Garlic-Mustard Vinaigrette

Prep Time: 10 min Cook Time: 0 min
Garlic-Mustard Vinaigrette

Garlic-Mustard Vinaigrette

Prep Time: 10 min Cook Time: 0 min

About This Recipe

This assertively sharp and tangy dressing turns a humble bowl of greens (or steamed or grilled vegetables, or a sandwich) into a riot of flavor. The quality of the oil and vinegar matter, so use the good stuff for this. You can swap in half a shallot for the garlic if you want to dial back the intensity a notch, or you can use both for even more flavor.

The Benefits

Mustard is an age-old spice and medicine. Sinigrin, a bioactive compound found in mustard and the rest of the Brassicaceae family (broccoli, brussels sprouts), has anti-inflammatory, antibacterial, antifungal, antioxidant, anticancer, and wound healing effects. Both red wine and the slightly sweet sherry vinegar are full of phenolic antioxidants known to have blood pressure, blood sugar, and cholesterol-lowering benefits.

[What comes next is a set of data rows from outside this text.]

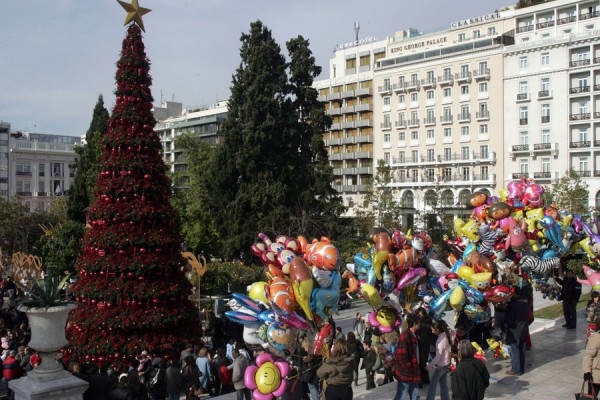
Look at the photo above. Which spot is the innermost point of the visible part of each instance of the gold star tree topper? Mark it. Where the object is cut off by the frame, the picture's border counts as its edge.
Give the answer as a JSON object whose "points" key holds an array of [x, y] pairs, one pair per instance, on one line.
{"points": [[134, 13]]}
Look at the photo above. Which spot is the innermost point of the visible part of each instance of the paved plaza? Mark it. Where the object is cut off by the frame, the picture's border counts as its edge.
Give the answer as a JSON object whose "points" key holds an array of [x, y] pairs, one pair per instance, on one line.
{"points": [[553, 365]]}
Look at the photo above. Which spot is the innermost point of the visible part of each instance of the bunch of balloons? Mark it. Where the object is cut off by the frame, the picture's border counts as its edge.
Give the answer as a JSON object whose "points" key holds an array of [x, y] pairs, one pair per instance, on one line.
{"points": [[301, 292]]}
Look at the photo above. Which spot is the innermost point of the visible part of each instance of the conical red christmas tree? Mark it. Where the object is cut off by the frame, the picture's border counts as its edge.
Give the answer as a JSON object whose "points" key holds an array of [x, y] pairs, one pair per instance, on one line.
{"points": [[131, 286]]}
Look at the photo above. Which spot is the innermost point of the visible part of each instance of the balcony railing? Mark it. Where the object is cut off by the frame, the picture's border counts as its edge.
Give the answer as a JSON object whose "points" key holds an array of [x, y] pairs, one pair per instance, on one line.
{"points": [[578, 63], [579, 89], [521, 147], [579, 117], [580, 145]]}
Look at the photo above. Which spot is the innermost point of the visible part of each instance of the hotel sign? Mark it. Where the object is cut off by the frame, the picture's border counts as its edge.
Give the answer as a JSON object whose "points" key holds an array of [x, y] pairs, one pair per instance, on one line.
{"points": [[483, 18]]}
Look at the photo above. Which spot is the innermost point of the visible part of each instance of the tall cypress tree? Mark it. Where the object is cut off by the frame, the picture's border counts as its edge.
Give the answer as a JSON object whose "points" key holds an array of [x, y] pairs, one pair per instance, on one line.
{"points": [[271, 173], [81, 192], [131, 286]]}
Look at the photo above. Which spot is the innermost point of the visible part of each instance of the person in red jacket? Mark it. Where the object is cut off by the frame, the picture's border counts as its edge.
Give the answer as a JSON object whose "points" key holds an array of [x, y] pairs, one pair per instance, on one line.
{"points": [[407, 370]]}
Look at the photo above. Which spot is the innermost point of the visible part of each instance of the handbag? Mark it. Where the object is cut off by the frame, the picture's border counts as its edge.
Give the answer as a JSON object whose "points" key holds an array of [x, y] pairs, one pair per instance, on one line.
{"points": [[582, 395]]}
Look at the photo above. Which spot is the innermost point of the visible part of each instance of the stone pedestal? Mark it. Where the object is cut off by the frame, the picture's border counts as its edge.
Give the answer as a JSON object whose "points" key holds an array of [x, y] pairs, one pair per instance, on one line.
{"points": [[67, 388]]}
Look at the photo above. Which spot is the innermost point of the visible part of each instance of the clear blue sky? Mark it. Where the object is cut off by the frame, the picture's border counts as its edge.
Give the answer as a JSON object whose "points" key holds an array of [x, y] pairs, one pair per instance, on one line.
{"points": [[56, 56]]}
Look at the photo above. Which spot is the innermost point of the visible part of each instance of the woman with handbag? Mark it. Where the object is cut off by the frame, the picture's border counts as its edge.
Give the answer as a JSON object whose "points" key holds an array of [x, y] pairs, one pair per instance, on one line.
{"points": [[438, 367], [591, 360]]}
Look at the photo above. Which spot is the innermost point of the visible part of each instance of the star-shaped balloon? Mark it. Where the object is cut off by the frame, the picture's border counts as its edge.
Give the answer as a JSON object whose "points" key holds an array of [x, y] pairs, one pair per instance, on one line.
{"points": [[134, 12]]}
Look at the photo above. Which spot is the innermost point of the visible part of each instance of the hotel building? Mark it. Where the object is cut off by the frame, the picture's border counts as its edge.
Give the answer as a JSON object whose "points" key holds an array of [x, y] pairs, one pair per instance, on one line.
{"points": [[438, 120], [552, 94]]}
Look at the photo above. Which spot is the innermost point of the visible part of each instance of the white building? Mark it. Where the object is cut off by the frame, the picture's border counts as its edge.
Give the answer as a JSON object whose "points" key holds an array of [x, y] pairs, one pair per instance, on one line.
{"points": [[552, 94]]}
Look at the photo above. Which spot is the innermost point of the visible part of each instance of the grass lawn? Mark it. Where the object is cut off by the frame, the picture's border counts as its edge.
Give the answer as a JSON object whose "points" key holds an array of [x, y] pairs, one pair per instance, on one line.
{"points": [[555, 311]]}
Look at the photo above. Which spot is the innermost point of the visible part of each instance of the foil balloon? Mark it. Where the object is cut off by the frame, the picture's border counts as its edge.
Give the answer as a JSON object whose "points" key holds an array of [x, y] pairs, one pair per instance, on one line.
{"points": [[457, 299], [256, 292], [267, 377], [411, 277], [302, 284], [371, 295], [386, 319], [280, 336]]}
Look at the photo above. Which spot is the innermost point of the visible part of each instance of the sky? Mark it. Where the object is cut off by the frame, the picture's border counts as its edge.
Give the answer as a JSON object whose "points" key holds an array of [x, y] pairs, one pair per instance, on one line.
{"points": [[57, 56]]}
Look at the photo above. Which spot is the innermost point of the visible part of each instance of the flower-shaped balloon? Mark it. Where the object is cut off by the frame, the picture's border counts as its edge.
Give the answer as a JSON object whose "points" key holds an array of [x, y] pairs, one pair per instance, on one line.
{"points": [[267, 377]]}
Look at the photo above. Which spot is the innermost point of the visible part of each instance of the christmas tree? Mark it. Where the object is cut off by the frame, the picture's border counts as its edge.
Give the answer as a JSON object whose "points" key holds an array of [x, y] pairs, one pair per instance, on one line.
{"points": [[131, 284]]}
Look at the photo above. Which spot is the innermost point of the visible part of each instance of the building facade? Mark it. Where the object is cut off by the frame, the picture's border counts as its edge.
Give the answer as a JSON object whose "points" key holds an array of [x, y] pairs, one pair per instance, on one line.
{"points": [[438, 119], [552, 94], [40, 167], [348, 96], [173, 120]]}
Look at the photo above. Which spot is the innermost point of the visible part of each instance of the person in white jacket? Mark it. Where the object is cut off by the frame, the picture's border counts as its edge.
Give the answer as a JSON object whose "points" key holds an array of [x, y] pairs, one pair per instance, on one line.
{"points": [[439, 366]]}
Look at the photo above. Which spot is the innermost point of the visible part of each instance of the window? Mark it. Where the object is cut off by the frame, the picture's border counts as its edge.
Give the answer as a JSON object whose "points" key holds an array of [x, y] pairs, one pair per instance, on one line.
{"points": [[545, 135], [484, 150], [523, 63], [545, 60]]}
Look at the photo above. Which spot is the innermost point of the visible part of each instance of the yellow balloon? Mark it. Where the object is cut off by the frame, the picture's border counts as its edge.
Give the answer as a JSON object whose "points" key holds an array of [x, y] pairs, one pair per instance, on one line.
{"points": [[481, 281], [465, 273], [371, 295], [267, 378], [457, 299], [256, 292], [378, 260]]}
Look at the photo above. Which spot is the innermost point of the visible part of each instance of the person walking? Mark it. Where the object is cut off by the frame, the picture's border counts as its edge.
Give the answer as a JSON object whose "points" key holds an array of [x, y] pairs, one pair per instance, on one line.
{"points": [[470, 377], [570, 293], [517, 314], [440, 364], [338, 371], [240, 363], [407, 361]]}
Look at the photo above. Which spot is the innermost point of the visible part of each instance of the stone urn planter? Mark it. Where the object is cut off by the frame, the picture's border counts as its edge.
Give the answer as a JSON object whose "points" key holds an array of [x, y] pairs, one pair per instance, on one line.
{"points": [[47, 337]]}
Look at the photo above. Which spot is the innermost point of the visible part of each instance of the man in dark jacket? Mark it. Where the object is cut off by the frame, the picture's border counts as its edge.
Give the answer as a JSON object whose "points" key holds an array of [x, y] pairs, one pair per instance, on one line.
{"points": [[517, 314], [570, 293], [174, 381], [406, 369]]}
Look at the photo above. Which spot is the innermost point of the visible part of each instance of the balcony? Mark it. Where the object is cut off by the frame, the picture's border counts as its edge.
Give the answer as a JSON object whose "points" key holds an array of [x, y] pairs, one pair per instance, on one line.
{"points": [[428, 83], [483, 115], [413, 123], [446, 119], [386, 89], [579, 63], [544, 94], [464, 117], [580, 145], [412, 85], [429, 121], [463, 77], [481, 74], [579, 117], [445, 80], [579, 89]]}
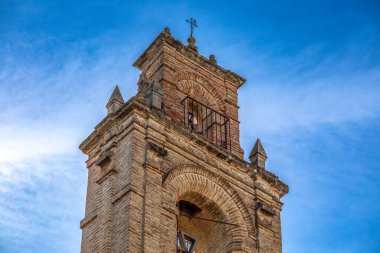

Makes 340 ml (about 1 1/2 cups)
  • 1/3 cup (80 ml) red wine or sherry vinegar
  • 1 garlic clove, grated
  • 1 Tbsp (15 ml) water
  • 1/2 Tbsp Dijon mustard
  • 1/2 tsp salt
  • 3 to 5 twists of black pepper
  • 1 cup (240 ml) extra virgin olive oil


  1. Step 1
    Combine the vinegar, garlic, water, mustard, salt, and pepper (everything except the oil) in a bowl, blender, or food processor. Whisk or run the machine while you add the olive oil in a thin stream. The mustard and garlic will act as emulsifiers, helping to create a thick, smooth dressing. Taste for seasoning and deploy as desired, or keep it in a jar until you need it — just give it a good shake before using. It will store, covered, in the refrigerator for up to 3 days.